Cardiovascular · Medicine Class
Blockade of L-type voltage-gated calcium channels
Calcium channel blockers block L-type (long-acting) voltage-gated calcium channels in vascular smooth muscle and cardiac cells. In vascular smooth muscle, calcium influx is required for contraction — blockade produces vasodilation. In cardiac cells, calcium influx drives the action potential plateau phase and mediates myocardial contractility and SA/AV node conduction. Dihydropyridines (DHPs) preferentially affect vascular smooth muscle with minimal cardiac effects at standard doses. Non-DHPs (diltiazem, verapamil) have equal cardiac and vascular effects.
Amlodipine (Norvasc)
DHP; most prescribed CCB; once daily; very long half-life (30-50h); minimal reflex tachycardia. First-line in hypertension.

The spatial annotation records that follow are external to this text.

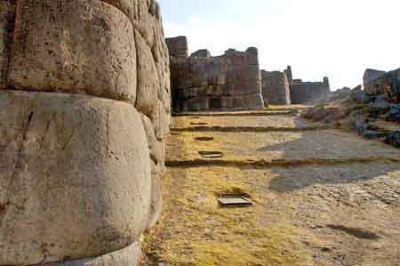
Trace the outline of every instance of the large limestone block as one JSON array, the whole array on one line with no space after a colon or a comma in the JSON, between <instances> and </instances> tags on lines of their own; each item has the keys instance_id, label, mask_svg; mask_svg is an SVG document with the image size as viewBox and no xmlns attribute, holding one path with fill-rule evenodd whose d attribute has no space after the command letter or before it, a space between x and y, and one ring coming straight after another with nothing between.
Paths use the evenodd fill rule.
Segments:
<instances>
[{"instance_id":1,"label":"large limestone block","mask_svg":"<svg viewBox=\"0 0 400 266\"><path fill-rule=\"evenodd\" d=\"M98 0L18 3L9 82L18 90L136 99L128 18Z\"/></svg>"},{"instance_id":2,"label":"large limestone block","mask_svg":"<svg viewBox=\"0 0 400 266\"><path fill-rule=\"evenodd\" d=\"M152 164L151 177L151 206L150 214L148 216L147 230L151 230L159 220L163 212L163 195L161 191L161 177L163 173L160 172L159 165Z\"/></svg>"},{"instance_id":3,"label":"large limestone block","mask_svg":"<svg viewBox=\"0 0 400 266\"><path fill-rule=\"evenodd\" d=\"M12 3L9 0L0 1L0 89L5 85L14 11L13 2Z\"/></svg>"},{"instance_id":4,"label":"large limestone block","mask_svg":"<svg viewBox=\"0 0 400 266\"><path fill-rule=\"evenodd\" d=\"M129 103L0 93L0 265L96 256L137 241L151 165Z\"/></svg>"},{"instance_id":5,"label":"large limestone block","mask_svg":"<svg viewBox=\"0 0 400 266\"><path fill-rule=\"evenodd\" d=\"M160 23L160 8L155 0L103 0L121 10L129 18L134 28L138 30L153 47L156 43L154 34L155 24Z\"/></svg>"},{"instance_id":6,"label":"large limestone block","mask_svg":"<svg viewBox=\"0 0 400 266\"><path fill-rule=\"evenodd\" d=\"M163 140L170 133L171 116L165 111L163 102L157 101L155 110L151 115L151 121L155 127L157 140Z\"/></svg>"},{"instance_id":7,"label":"large limestone block","mask_svg":"<svg viewBox=\"0 0 400 266\"><path fill-rule=\"evenodd\" d=\"M41 263L36 266L138 266L141 257L141 243L100 256L72 261Z\"/></svg>"},{"instance_id":8,"label":"large limestone block","mask_svg":"<svg viewBox=\"0 0 400 266\"><path fill-rule=\"evenodd\" d=\"M135 107L142 114L150 116L157 103L160 82L151 50L136 30L135 40L138 54L138 95Z\"/></svg>"}]
</instances>

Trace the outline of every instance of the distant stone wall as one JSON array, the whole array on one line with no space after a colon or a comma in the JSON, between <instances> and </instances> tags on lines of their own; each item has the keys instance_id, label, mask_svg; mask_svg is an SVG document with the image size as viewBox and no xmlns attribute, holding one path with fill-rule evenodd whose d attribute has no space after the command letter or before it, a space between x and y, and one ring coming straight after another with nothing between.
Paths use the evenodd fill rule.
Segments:
<instances>
[{"instance_id":1,"label":"distant stone wall","mask_svg":"<svg viewBox=\"0 0 400 266\"><path fill-rule=\"evenodd\" d=\"M171 42L170 42L171 44ZM170 47L174 51L174 48ZM258 51L206 50L171 58L172 105L176 111L262 109Z\"/></svg>"},{"instance_id":2,"label":"distant stone wall","mask_svg":"<svg viewBox=\"0 0 400 266\"><path fill-rule=\"evenodd\" d=\"M364 88L370 95L384 95L388 101L399 103L400 69L390 72L367 69L364 76Z\"/></svg>"},{"instance_id":3,"label":"distant stone wall","mask_svg":"<svg viewBox=\"0 0 400 266\"><path fill-rule=\"evenodd\" d=\"M0 74L0 265L135 265L170 124L157 3L2 0Z\"/></svg>"},{"instance_id":4,"label":"distant stone wall","mask_svg":"<svg viewBox=\"0 0 400 266\"><path fill-rule=\"evenodd\" d=\"M378 77L382 77L385 73L385 71L367 69L364 73L363 82L364 85L368 85L369 83L374 81Z\"/></svg>"},{"instance_id":5,"label":"distant stone wall","mask_svg":"<svg viewBox=\"0 0 400 266\"><path fill-rule=\"evenodd\" d=\"M187 58L188 56L188 44L186 36L166 38L165 42L168 45L170 56L175 58Z\"/></svg>"},{"instance_id":6,"label":"distant stone wall","mask_svg":"<svg viewBox=\"0 0 400 266\"><path fill-rule=\"evenodd\" d=\"M262 96L269 104L291 104L291 93L286 74L280 71L261 70Z\"/></svg>"},{"instance_id":7,"label":"distant stone wall","mask_svg":"<svg viewBox=\"0 0 400 266\"><path fill-rule=\"evenodd\" d=\"M292 76L292 68L288 67L286 73ZM292 104L312 102L329 96L331 86L328 77L324 77L323 82L303 82L301 79L290 81L291 101Z\"/></svg>"}]
</instances>

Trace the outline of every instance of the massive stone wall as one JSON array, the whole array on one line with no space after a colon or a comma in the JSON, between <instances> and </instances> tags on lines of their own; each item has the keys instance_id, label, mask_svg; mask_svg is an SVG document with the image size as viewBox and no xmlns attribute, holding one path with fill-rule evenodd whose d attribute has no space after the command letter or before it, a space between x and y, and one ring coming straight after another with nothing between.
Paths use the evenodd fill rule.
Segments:
<instances>
[{"instance_id":1,"label":"massive stone wall","mask_svg":"<svg viewBox=\"0 0 400 266\"><path fill-rule=\"evenodd\" d=\"M292 77L291 67L288 67L285 72ZM328 97L331 93L329 79L326 77L324 77L323 82L303 82L301 79L291 77L289 83L292 104L312 102Z\"/></svg>"},{"instance_id":2,"label":"massive stone wall","mask_svg":"<svg viewBox=\"0 0 400 266\"><path fill-rule=\"evenodd\" d=\"M174 38L166 38L170 56L174 58L187 58L188 56L188 44L186 36L177 36Z\"/></svg>"},{"instance_id":3,"label":"massive stone wall","mask_svg":"<svg viewBox=\"0 0 400 266\"><path fill-rule=\"evenodd\" d=\"M173 38L167 40L170 45L176 43ZM182 50L171 46L169 49ZM211 57L206 50L194 52L190 57L172 56L171 77L176 111L262 109L264 107L256 48L246 52L231 49L217 57Z\"/></svg>"},{"instance_id":4,"label":"massive stone wall","mask_svg":"<svg viewBox=\"0 0 400 266\"><path fill-rule=\"evenodd\" d=\"M0 74L0 265L135 265L170 124L158 4L2 0Z\"/></svg>"},{"instance_id":5,"label":"massive stone wall","mask_svg":"<svg viewBox=\"0 0 400 266\"><path fill-rule=\"evenodd\" d=\"M261 70L262 96L269 104L291 104L291 93L286 74Z\"/></svg>"},{"instance_id":6,"label":"massive stone wall","mask_svg":"<svg viewBox=\"0 0 400 266\"><path fill-rule=\"evenodd\" d=\"M367 69L364 88L370 95L383 95L388 101L400 102L400 69L389 72Z\"/></svg>"}]
</instances>

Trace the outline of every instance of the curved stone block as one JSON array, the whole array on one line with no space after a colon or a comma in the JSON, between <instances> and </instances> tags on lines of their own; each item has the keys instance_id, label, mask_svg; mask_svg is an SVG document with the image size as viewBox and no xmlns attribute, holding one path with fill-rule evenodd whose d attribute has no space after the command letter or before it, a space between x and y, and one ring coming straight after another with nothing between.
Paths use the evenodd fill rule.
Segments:
<instances>
[{"instance_id":1,"label":"curved stone block","mask_svg":"<svg viewBox=\"0 0 400 266\"><path fill-rule=\"evenodd\" d=\"M137 266L141 255L141 243L96 257L36 264L35 266Z\"/></svg>"},{"instance_id":2,"label":"curved stone block","mask_svg":"<svg viewBox=\"0 0 400 266\"><path fill-rule=\"evenodd\" d=\"M18 2L9 85L136 100L133 28L98 0Z\"/></svg>"},{"instance_id":3,"label":"curved stone block","mask_svg":"<svg viewBox=\"0 0 400 266\"><path fill-rule=\"evenodd\" d=\"M138 241L151 165L129 103L0 92L0 265L96 256Z\"/></svg>"}]
</instances>

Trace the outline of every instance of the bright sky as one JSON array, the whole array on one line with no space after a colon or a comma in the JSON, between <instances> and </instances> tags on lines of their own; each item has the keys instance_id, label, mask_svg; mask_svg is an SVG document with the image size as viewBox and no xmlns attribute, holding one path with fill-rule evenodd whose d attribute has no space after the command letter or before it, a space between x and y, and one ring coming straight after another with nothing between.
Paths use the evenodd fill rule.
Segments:
<instances>
[{"instance_id":1,"label":"bright sky","mask_svg":"<svg viewBox=\"0 0 400 266\"><path fill-rule=\"evenodd\" d=\"M366 68L400 68L400 0L158 0L166 36L189 51L259 48L261 68L295 78L362 83Z\"/></svg>"}]
</instances>

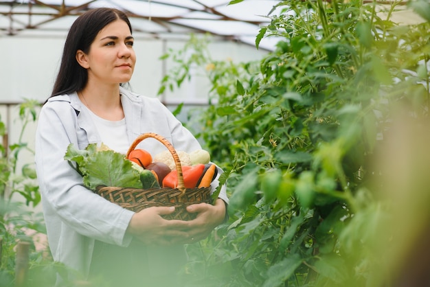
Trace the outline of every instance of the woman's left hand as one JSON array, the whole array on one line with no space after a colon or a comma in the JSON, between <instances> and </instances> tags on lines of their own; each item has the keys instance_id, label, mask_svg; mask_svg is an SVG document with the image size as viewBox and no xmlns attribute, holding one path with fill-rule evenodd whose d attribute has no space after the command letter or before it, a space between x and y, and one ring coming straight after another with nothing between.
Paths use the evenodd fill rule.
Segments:
<instances>
[{"instance_id":1,"label":"woman's left hand","mask_svg":"<svg viewBox=\"0 0 430 287\"><path fill-rule=\"evenodd\" d=\"M226 206L224 200L218 198L214 205L199 203L188 206L187 211L196 213L197 217L188 221L189 238L184 243L194 243L206 238L215 227L223 223L225 218Z\"/></svg>"}]
</instances>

Nifedipine (Adalat, Procardia)
DHP; IR formulation causes reflex tachycardia and headache; XL/GITS preferred. Used in Raynaud's, hypertensive urgency.
Felodipine (Plendil)
DHP; vascular-selective; grapefruit interaction (significant — 3x concentration increase).
Diltiazem (Cardizem)
Non-DHP; rate control in AFib/flutter; moderate negative inotrope; avoid in systolic HF.
Verapamil (Calan, Isoptin)
Non-DHP; greatest cardiac effect; most negative inotrope among CCBs; SVT treatment; avoid in HFrEF.
Beta-blockers + non-DHP CCBs → additive bradycardia and heart block
CYP3A4 inhibitors (azoles, macrolides, grapefruit) → increase most CCB levels
Simvastatin + amlodipine → increased statin exposure (FDA warns max simvastatin 20mg with amlodipine)
Cyclosporine + diltiazem/verapamil → increased cyclosporine levels
Digoxin + verapamil/diltiazem → increased digoxin levels and bradycardia
Amlodipine preferentially dilates arterioles over venules. This creates a hydrostatic pressure imbalance in capillaries — increased inflow pressure pushes fluid out into interstitial tissues, especially at the ankles due to gravity. This edema is not from fluid retention (unlike HF edema) and does not respond to diuretics. Dose reduction or switching agents resolves it.
Grapefruit contains furanocoumarins that irreversibly inhibit intestinal CYP3A4, the enzyme that metabolizes most CCBs. A single glass of grapefruit juice can increase felodipine levels by up to 3-fold and amlodipine/nifedipine levels significantly. This increases hypotensive effects and side effects. Avoid grapefruit with all CYP3A4-metabolized medications.